Cirami: Yeah, I think the biggest trend, unfortunately, is that they are bespoke. You see in a couple of the Canadian cases that they're looking for the claimant to actually put together calculations—that's across a couple of cases there. The opt-in situations in Europe and in South America have some trends where you've got to be more active, because it's an opt-in case that hasn't settled yet. But really it depends on the product you're looking at, it depends on the information available to the claims administrator. The trend is that it's becoming more complicated, unfortunately, for some of these large cases.
Lit Daily: It seems to me that the problem in some of these cases will be in the actual record of purchase. It will be issues that are hard to remedy if you haven't done your work on the front end. Is that fair to say?

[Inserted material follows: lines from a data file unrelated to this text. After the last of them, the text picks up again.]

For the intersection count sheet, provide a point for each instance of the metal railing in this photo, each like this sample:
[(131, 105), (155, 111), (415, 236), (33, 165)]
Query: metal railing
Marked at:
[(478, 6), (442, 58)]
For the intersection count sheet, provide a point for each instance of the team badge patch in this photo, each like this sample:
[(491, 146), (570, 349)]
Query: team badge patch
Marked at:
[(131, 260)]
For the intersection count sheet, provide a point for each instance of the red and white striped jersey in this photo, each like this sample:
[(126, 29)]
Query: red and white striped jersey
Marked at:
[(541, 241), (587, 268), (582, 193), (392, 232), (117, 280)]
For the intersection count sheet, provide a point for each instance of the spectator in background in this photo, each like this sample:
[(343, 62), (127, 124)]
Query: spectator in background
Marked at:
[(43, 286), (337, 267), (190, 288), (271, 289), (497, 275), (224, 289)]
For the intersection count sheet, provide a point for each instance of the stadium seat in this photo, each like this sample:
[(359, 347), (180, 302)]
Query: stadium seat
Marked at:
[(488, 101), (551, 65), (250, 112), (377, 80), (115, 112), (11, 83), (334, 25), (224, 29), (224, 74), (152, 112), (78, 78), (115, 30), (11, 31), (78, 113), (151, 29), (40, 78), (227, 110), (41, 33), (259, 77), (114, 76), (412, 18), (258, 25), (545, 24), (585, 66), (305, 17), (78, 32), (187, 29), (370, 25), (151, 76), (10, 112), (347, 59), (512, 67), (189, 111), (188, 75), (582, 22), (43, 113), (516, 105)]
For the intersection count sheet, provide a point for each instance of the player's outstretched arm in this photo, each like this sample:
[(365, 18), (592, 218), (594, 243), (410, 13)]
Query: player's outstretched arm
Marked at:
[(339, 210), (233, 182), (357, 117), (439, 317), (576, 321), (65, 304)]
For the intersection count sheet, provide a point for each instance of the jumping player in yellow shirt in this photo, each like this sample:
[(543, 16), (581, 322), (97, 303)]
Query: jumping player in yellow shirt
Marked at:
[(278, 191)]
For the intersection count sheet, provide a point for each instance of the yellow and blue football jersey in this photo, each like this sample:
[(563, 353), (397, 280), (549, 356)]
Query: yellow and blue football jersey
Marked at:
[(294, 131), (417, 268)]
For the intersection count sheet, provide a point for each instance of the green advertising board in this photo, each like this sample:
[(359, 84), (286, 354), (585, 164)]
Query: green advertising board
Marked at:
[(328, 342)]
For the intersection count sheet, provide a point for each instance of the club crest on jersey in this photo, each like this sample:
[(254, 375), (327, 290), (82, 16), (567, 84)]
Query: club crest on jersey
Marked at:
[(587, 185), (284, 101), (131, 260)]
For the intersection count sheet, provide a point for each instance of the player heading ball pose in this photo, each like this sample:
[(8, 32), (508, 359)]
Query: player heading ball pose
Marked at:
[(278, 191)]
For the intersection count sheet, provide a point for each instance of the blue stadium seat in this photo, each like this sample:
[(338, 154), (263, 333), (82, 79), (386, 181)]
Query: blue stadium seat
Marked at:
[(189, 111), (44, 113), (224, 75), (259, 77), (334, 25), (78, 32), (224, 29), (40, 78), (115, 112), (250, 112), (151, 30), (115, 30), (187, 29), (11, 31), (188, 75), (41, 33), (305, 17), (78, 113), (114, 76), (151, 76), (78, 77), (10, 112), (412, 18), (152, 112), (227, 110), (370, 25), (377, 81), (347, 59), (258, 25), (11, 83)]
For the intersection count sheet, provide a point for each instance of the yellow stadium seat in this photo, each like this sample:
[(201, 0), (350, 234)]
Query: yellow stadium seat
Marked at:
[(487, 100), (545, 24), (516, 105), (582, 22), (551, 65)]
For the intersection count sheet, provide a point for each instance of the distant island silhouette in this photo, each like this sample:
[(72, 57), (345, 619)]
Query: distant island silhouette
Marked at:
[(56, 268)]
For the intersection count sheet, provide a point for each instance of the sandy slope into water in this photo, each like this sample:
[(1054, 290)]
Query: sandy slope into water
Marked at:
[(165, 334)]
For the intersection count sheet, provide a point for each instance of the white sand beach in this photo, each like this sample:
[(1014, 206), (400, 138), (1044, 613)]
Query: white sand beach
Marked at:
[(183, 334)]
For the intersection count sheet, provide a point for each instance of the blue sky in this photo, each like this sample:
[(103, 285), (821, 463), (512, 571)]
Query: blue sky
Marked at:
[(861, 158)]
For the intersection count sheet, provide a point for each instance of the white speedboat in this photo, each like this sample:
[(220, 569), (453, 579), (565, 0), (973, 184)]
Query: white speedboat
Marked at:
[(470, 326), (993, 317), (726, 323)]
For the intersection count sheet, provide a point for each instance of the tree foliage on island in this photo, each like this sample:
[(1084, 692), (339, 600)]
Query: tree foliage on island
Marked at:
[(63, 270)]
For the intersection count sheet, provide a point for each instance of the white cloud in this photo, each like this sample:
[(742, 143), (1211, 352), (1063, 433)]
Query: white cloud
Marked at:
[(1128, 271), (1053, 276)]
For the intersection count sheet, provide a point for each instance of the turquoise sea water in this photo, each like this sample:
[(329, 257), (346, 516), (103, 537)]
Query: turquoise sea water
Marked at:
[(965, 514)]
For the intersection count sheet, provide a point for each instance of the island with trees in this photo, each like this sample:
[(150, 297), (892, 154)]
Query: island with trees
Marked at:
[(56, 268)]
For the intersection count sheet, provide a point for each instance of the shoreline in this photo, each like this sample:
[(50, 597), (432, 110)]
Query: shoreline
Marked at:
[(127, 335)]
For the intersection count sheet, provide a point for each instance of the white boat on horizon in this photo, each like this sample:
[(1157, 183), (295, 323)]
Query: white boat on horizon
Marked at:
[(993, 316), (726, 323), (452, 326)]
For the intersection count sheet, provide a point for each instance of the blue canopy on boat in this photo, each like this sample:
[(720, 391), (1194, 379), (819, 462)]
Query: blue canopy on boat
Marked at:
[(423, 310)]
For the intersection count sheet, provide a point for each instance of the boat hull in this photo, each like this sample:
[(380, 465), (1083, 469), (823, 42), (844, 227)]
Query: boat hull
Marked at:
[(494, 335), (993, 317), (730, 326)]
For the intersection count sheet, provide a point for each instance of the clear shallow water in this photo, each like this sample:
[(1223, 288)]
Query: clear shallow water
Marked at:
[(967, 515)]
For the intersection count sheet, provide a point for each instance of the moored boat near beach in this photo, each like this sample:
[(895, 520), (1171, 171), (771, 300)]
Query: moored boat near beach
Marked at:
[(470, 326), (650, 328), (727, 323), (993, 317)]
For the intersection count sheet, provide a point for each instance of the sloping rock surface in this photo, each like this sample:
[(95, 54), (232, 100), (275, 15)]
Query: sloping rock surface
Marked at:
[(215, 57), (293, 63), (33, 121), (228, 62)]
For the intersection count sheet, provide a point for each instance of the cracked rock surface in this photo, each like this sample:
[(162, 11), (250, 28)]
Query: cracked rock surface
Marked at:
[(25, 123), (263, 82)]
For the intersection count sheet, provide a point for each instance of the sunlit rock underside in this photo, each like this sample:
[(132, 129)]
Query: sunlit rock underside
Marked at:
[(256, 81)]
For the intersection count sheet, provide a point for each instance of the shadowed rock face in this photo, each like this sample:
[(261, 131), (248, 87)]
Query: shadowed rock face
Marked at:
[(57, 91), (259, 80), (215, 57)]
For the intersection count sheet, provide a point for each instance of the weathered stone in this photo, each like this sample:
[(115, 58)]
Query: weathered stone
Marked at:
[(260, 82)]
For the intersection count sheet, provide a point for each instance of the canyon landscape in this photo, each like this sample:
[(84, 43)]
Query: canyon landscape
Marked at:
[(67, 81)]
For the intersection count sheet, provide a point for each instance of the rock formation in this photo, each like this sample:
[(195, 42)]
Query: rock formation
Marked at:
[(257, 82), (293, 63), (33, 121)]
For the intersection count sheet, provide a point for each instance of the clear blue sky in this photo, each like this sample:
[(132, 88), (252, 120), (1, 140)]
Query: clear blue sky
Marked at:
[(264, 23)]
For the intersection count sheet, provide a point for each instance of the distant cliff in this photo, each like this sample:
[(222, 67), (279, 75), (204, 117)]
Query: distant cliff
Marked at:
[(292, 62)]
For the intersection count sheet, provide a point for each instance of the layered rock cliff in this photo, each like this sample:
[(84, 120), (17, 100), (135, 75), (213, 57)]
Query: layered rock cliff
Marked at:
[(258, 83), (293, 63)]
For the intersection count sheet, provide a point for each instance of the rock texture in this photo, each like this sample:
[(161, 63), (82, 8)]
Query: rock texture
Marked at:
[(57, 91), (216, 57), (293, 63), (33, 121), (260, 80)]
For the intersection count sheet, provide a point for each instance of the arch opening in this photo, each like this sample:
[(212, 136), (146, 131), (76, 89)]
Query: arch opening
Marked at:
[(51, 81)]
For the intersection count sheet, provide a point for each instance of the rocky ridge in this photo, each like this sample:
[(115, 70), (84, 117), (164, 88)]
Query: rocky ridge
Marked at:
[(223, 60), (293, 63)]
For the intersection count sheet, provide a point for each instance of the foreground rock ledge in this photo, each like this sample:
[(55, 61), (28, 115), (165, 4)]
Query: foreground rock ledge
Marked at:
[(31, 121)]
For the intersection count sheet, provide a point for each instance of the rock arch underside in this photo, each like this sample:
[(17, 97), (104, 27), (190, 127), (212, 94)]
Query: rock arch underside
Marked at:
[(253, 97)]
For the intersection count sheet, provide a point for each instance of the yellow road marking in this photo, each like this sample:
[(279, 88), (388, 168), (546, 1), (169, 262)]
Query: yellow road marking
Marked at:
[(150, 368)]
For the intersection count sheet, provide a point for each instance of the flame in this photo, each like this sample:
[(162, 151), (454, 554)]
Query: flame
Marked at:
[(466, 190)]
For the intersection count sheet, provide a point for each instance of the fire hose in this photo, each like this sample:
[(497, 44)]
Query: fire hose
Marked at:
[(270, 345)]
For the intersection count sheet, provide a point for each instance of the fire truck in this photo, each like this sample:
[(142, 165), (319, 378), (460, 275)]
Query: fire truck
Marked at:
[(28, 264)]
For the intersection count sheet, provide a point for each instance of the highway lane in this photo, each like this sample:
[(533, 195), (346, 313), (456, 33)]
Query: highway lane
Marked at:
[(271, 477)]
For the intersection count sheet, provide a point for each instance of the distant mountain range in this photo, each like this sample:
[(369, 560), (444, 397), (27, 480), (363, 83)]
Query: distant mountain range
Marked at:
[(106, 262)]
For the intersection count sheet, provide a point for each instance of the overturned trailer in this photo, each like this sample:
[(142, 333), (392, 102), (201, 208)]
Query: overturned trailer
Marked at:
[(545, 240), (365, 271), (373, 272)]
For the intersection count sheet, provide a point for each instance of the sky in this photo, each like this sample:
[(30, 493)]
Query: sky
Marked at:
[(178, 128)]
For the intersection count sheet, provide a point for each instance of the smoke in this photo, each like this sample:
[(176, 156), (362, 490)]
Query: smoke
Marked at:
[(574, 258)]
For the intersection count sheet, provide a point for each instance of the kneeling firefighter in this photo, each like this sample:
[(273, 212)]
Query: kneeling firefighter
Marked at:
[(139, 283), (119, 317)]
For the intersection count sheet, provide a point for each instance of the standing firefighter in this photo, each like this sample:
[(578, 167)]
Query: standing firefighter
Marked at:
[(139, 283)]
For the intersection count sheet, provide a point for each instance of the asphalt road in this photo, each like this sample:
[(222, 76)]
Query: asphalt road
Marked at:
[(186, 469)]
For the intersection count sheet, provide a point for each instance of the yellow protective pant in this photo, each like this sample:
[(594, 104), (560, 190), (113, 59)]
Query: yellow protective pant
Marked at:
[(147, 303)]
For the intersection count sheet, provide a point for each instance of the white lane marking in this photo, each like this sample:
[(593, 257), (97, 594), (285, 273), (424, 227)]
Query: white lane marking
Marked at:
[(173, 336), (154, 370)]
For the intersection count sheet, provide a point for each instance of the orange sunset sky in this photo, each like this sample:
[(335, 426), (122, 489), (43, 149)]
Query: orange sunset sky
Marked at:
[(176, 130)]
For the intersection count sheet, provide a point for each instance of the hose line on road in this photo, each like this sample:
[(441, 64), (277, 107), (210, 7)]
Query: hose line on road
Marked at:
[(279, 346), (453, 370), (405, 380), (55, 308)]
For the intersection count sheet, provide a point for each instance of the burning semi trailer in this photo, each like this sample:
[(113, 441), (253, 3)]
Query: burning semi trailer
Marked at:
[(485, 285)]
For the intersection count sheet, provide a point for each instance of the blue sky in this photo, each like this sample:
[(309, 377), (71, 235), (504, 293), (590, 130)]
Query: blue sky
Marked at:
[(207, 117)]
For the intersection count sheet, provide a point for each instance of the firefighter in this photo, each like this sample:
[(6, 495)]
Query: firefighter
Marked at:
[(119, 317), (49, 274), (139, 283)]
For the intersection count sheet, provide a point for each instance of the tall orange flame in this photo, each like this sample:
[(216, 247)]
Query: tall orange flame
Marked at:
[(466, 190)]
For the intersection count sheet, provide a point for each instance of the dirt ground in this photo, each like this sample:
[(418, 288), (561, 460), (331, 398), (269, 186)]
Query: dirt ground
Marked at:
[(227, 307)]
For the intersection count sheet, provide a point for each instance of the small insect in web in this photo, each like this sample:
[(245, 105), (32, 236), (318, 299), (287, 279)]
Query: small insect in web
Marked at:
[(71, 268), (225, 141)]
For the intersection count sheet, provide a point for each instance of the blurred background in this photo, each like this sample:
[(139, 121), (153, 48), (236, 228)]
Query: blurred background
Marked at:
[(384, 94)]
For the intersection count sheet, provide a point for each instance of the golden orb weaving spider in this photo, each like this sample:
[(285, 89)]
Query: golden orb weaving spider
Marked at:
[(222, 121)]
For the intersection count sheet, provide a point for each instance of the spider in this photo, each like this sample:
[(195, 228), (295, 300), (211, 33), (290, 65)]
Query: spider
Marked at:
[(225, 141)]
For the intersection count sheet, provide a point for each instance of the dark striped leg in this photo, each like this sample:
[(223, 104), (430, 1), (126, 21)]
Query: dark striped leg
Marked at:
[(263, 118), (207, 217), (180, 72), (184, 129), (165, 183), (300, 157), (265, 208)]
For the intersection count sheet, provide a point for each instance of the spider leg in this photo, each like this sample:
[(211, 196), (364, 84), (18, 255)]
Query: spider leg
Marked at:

Cirami: That's a great way to put it. I think two or three of the cases talk about a very old class period where you need trade data going back 15 or 17 years. Both with timing and in the nature of the complicated products, you really need to plan in advance. You need to know the minute that the litigation is out there and you need to make sure you save and preserve your data and you need to store it in a way that you can provide the necessary information. If you can't provide certain information and it's not kept on your books in the ordinary course, you may not be able to file a claim at all.
Lit Daily: If I'm a litigator looking at this report from either side of the v., what would I take away from it?
Cirami: We wrote it geared toward the general counsel's office of a company that's investing in these securities. But I think if you're litigating the case, whether you're on class counsel's side or you on the defendant's side, it's very clear that the types of cases, the laws that are involved are changing. Ten years ago, most of the securities cases were typical accounting fraud. You're seeing a lot more creative claims and causes of action. There's a lot more event-driven litigation surrounding things like stock drops as a result of a data breach, or [VW's] Dieselgate is a good example, or even the Me Too movement. Now we're seeing lots of COVID-related stock drop cases. There's a few hundred so far this year falling from that.
I think it's important to stay on top of those legal issues and then staying on top of the issues surrounding products themselves, particularly in the complicated products, you need to have a deep understanding of how they work and how they operate when you're litigating cases.